Megatron-FSDP User Guide#

Table of Contents#

Megatron-FSDP Quick Start#

We recommend using the latest NVIDIA NeMo Framework Container, which provides a tested software stack and optimized performance.

For your reference, we provide an example launch script for DeepSeek-V3: sbatch_mfsdp_deepseek_v3.sh.

Required Configurations#

To enable Megatron-FSDP, add the following required flags to your training script:

--use-megatron-fsdp
--data-parallel-sharding-strategy optim_grads_params
--no-gradient-accumulation-fusion
--use-distributed-optimizer
--ckpt-format fsdp_dtensor

Checkpoint Conversion from 3D-Parallel to Megatron-FSDP#

Megatron-FSDP introduces fsdp_dtensor, a DTensor-based distributed checkpoint format that serves as its standard. To help you smoothly transition from 3D-Parallel to Megatron-FSDP, we provide a script for converting checkpoints from the torch_dist format to the fsdp_dtensor format. Using DeepSeek-V3 as an example, the detailed conversion process is described below.

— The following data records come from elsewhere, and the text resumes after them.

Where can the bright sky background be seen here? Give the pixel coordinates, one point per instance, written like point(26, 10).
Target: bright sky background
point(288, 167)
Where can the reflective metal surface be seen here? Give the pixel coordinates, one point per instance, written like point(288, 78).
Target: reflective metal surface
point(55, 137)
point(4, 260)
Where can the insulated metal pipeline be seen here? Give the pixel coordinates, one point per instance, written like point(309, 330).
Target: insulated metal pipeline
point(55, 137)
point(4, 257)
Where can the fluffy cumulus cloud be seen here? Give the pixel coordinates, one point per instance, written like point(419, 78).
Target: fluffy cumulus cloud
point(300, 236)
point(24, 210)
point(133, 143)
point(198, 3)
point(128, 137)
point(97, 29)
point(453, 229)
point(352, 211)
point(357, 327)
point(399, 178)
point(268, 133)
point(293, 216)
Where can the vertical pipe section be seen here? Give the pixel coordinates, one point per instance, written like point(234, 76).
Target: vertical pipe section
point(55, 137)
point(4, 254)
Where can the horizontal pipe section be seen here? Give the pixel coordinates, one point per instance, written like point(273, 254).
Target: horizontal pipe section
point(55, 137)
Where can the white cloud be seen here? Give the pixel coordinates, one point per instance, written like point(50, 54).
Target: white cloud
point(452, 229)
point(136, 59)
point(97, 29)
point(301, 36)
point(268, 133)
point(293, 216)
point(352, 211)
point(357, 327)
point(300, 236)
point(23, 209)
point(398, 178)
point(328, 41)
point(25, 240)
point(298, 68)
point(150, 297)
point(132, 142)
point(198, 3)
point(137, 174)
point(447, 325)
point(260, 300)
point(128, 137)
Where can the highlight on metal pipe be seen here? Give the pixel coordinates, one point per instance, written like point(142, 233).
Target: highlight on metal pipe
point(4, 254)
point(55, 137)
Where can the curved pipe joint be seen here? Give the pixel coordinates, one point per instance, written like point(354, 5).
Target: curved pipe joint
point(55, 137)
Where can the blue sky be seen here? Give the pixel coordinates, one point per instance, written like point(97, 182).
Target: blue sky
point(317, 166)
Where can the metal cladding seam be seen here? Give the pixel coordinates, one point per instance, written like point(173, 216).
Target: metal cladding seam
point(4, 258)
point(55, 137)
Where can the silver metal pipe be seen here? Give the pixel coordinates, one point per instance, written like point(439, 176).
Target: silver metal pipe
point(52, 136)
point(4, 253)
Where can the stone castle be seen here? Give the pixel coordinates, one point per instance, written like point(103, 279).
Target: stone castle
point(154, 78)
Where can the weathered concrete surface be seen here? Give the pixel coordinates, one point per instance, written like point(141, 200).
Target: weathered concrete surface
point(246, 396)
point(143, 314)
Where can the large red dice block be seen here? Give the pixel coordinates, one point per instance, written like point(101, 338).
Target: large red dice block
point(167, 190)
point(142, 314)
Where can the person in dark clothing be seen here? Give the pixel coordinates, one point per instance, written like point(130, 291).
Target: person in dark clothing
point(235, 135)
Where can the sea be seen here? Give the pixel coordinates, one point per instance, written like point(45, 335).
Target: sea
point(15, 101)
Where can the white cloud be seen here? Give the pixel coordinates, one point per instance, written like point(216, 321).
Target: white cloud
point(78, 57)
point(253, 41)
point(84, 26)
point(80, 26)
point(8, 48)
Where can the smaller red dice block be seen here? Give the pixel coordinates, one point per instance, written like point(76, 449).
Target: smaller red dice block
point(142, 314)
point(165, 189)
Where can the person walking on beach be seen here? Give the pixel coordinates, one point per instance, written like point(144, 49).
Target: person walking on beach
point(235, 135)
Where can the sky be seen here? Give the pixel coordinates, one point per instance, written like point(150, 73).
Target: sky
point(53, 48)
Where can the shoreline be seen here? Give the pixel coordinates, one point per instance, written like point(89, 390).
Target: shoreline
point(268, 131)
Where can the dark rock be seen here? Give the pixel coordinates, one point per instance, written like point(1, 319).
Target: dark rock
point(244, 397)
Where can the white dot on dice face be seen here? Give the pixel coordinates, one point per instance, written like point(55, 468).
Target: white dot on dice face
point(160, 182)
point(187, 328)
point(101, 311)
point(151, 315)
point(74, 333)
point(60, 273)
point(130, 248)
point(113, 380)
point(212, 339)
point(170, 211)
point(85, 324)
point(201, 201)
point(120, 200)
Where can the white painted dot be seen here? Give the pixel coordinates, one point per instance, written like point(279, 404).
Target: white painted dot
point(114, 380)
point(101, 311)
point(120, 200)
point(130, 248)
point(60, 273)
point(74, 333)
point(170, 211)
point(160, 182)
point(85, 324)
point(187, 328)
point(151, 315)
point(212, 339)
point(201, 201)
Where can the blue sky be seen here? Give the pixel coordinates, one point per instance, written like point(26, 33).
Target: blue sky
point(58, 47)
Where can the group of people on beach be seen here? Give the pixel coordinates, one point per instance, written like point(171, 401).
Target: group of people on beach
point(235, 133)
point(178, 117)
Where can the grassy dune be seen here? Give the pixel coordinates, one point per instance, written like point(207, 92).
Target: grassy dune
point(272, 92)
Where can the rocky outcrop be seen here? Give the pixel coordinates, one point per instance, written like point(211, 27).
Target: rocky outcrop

Step 1: Generate 3D-Parallel Checkpoint with param_to_param_group_map#

Run your 3D-parallel + EP training script to generate a torch_dist checkpoint along with a directory containing param_to_param_group_map files. Add the following flag to your training script:

--dump-param-to-param-group-map /path/to/param_to_param_group_map

If you already have a torch_dist checkpoint, simply specify the --dump-param-to-param-group-map /path/to/param_to_param_group_map flag and run a very short experiment-this will create the param_to_param_group_map you need without full pretraining.

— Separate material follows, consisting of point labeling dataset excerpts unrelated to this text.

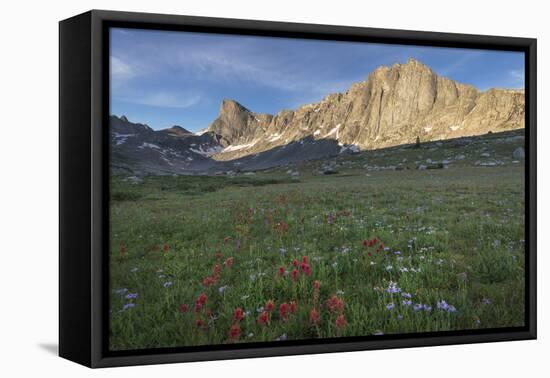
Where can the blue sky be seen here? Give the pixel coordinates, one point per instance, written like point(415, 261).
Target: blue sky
point(164, 78)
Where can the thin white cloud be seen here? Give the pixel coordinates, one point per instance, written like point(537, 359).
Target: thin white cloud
point(121, 70)
point(164, 99)
point(517, 75)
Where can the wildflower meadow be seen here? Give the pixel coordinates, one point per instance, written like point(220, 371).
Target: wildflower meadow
point(204, 260)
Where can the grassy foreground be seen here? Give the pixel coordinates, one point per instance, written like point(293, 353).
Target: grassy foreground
point(201, 260)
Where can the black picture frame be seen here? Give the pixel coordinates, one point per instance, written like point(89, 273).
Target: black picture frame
point(84, 190)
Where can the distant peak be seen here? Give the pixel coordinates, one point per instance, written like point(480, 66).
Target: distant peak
point(231, 105)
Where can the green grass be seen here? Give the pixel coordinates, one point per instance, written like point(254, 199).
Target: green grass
point(451, 234)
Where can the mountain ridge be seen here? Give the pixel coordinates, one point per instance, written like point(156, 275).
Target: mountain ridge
point(395, 105)
point(392, 106)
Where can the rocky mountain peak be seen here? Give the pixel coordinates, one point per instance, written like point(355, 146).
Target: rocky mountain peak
point(235, 122)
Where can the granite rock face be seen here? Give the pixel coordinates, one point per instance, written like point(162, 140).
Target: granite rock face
point(393, 106)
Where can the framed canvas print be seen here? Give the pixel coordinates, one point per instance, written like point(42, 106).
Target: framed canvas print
point(234, 188)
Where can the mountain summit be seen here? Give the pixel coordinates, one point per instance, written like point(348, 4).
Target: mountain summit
point(393, 106)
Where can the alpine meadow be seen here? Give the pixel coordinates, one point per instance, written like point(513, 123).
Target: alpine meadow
point(389, 204)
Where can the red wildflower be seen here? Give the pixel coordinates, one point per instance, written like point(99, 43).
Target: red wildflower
point(199, 323)
point(263, 318)
point(235, 331)
point(198, 306)
point(335, 304)
point(306, 269)
point(238, 314)
point(210, 280)
point(283, 310)
point(314, 317)
point(340, 321)
point(217, 269)
point(228, 262)
point(184, 307)
point(202, 299)
point(292, 307)
point(295, 274)
point(269, 305)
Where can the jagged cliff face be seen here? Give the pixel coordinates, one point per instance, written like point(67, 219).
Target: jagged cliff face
point(393, 106)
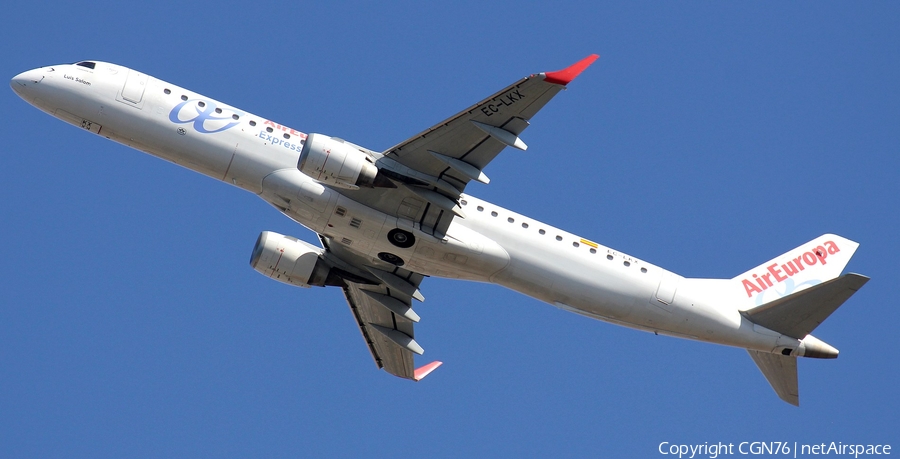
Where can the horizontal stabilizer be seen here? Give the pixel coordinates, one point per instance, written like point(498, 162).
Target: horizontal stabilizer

Step 2: Export param_to_param_group_map to a JSON File#

Convert the param_to_param_group_map into a JSON file for easier processing by running:

python tools/checkpoint/checkpoint_inspector.py print-torch-dcp-in-json /path/to/param_to_param_group_map

This will create a param_to_param_group_map.json file in the /path/to/param_to_param_group_map directory.

Step 3: Convert Checkpoint from torch_dist to fsdp_dtensor#

Convert your torch_dist checkpoint to the fsdp_dtensor format using the parameter to param_to_param_group_map JSON file:

torchrun --nproc_per_node=8 --nnodes=1 \
    tools/checkpoint/checkpoint_inspector.py \
    convert-torch-dist-to-fsdp-dtensor --swiglu \
    /path/to/input_torch_dist_checkpoint \
    /path/to/output_fsdp_dtensor_checkpoint \
    --param-to-param-group-map-json /path/to/param_to_param_group_map.json

Note: For multi-node conversion tasks, please refer to the example script: sbatch_checkpoint_convert.sh.

Step 4: Launch Megatron-FSDP Training#

Start your Megatron-FSDP training job using the converted fsdp_dtensor checkpoint.